JustZack / audit-congress

A website collecting & displaying information about the activities of congress.
0 stars 0 forks source link

Supplement some bill information from congress api when bulk data isnt great #92

Open JustZack opened 5 months ago

JustZack commented 5 months ago

In the bulk bill pull not all bills (from 93->118) have the same data quality. Create means to decide when data needs to be fetched.

Text Versions are very inconsistent in quality. In bulk bill pull anything past congress 113 usually has an XML format. Via the congress.gov API I know there's usually an htm and pdf version at least since congress 93 aswell. In some cases all we know is that a text version exists, but NO data is provided.

Amendments range from only knowing the ID to having a full data model going into multiple tables.

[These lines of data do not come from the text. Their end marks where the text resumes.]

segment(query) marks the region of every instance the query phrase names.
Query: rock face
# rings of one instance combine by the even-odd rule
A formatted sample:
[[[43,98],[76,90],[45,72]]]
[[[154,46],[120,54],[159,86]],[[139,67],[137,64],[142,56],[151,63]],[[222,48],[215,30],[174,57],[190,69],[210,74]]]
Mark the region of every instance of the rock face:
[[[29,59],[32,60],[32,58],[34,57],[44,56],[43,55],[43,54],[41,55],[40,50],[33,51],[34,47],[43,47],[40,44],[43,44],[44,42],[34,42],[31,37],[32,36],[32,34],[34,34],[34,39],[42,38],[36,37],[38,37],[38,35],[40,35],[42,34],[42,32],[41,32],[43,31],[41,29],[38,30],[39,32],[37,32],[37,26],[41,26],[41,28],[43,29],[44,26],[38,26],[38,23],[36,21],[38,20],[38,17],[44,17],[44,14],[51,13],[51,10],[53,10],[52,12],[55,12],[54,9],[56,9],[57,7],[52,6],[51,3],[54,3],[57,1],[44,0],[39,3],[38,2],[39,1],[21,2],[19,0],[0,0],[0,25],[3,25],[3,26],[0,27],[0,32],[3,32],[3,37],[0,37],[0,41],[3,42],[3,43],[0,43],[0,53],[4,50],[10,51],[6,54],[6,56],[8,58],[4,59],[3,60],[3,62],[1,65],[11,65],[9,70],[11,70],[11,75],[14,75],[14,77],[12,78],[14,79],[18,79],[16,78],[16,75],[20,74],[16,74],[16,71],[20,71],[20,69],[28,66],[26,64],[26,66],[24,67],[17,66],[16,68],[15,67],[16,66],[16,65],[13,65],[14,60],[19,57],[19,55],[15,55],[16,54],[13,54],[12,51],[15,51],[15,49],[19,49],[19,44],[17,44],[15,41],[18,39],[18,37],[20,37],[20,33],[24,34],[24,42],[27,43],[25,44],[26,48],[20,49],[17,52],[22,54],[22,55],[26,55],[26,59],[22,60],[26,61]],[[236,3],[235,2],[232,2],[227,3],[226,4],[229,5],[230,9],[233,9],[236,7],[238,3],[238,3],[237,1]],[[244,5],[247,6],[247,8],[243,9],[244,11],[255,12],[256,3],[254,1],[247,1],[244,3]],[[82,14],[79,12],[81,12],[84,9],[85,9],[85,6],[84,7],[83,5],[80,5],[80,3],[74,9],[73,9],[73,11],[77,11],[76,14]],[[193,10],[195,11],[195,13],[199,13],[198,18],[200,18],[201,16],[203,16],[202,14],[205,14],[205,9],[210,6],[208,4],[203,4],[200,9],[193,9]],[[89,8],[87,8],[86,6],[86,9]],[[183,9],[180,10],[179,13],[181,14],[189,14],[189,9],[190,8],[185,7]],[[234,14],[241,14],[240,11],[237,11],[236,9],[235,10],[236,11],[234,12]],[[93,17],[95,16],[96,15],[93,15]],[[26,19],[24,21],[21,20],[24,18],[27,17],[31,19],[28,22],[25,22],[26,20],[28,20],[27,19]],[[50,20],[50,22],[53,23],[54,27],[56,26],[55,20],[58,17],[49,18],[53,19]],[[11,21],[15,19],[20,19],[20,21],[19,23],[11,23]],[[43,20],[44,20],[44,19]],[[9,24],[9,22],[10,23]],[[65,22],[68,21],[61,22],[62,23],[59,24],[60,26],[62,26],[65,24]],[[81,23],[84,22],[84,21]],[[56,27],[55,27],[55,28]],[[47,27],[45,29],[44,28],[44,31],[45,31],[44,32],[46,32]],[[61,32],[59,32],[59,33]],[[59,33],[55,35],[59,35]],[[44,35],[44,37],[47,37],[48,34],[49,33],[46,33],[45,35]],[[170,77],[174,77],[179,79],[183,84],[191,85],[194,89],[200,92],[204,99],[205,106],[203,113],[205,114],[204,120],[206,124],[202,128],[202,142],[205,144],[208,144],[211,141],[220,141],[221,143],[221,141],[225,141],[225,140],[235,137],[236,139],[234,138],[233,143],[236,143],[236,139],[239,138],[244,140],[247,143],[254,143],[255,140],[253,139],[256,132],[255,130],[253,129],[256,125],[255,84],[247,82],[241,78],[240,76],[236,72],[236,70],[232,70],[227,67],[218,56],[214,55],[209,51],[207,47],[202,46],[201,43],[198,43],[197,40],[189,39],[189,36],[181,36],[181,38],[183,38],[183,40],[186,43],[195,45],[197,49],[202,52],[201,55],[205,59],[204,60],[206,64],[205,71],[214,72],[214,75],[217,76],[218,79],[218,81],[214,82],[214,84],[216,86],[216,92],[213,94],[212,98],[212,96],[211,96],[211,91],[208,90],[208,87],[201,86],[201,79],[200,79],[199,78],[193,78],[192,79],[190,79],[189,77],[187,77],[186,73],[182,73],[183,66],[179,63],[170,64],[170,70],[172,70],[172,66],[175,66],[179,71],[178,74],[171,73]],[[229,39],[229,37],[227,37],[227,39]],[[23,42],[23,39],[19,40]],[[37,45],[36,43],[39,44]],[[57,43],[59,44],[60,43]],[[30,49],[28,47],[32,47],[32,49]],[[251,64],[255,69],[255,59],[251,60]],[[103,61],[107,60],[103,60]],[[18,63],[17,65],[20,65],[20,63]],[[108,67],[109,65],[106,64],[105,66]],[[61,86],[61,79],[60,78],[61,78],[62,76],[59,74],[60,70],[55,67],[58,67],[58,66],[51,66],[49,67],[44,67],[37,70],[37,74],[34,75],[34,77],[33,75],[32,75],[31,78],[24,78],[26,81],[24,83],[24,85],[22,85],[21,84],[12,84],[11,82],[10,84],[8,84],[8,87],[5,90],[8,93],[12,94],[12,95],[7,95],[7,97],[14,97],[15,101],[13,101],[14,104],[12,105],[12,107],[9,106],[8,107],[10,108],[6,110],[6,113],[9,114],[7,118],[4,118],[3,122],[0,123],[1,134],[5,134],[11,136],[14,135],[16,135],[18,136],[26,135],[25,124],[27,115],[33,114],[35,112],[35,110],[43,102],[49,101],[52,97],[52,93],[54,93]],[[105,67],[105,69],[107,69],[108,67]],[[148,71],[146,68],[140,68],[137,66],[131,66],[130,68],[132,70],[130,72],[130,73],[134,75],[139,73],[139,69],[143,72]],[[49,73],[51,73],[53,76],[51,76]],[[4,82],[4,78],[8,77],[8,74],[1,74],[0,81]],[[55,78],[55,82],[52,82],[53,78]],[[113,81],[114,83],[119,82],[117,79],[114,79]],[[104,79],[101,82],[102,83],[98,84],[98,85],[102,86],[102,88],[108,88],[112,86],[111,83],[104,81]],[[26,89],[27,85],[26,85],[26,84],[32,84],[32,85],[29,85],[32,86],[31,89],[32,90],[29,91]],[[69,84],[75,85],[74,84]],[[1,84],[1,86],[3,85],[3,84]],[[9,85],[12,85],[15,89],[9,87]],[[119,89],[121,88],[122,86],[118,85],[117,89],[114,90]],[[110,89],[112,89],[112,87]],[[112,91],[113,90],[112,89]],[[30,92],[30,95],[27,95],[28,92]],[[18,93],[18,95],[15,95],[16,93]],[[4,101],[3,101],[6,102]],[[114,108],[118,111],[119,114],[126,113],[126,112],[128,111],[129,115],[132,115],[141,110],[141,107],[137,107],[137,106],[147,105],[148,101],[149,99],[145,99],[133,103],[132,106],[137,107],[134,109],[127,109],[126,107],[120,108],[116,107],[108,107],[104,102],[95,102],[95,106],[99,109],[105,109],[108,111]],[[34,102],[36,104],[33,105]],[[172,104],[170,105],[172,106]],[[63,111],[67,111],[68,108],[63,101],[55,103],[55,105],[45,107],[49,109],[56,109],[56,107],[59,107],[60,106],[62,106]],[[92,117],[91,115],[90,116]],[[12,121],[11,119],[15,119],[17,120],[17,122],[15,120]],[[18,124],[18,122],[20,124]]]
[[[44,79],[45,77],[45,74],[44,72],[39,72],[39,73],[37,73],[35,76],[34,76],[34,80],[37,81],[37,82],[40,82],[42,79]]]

The congress.gov API has a dedicated amendment route that accepts the known ID.

For both of these, need means to track whether or not & when data was fetched from congress.gov API. Possibly also a cache invalidation time.

For text versions - treat anything NOT from congress.gov API as meta data. I.E. just to display a count before fetching the real data. For amendments - anything from congress 113 onwards is well-formed, but anything beforehand is just meta data to be used the same way as above.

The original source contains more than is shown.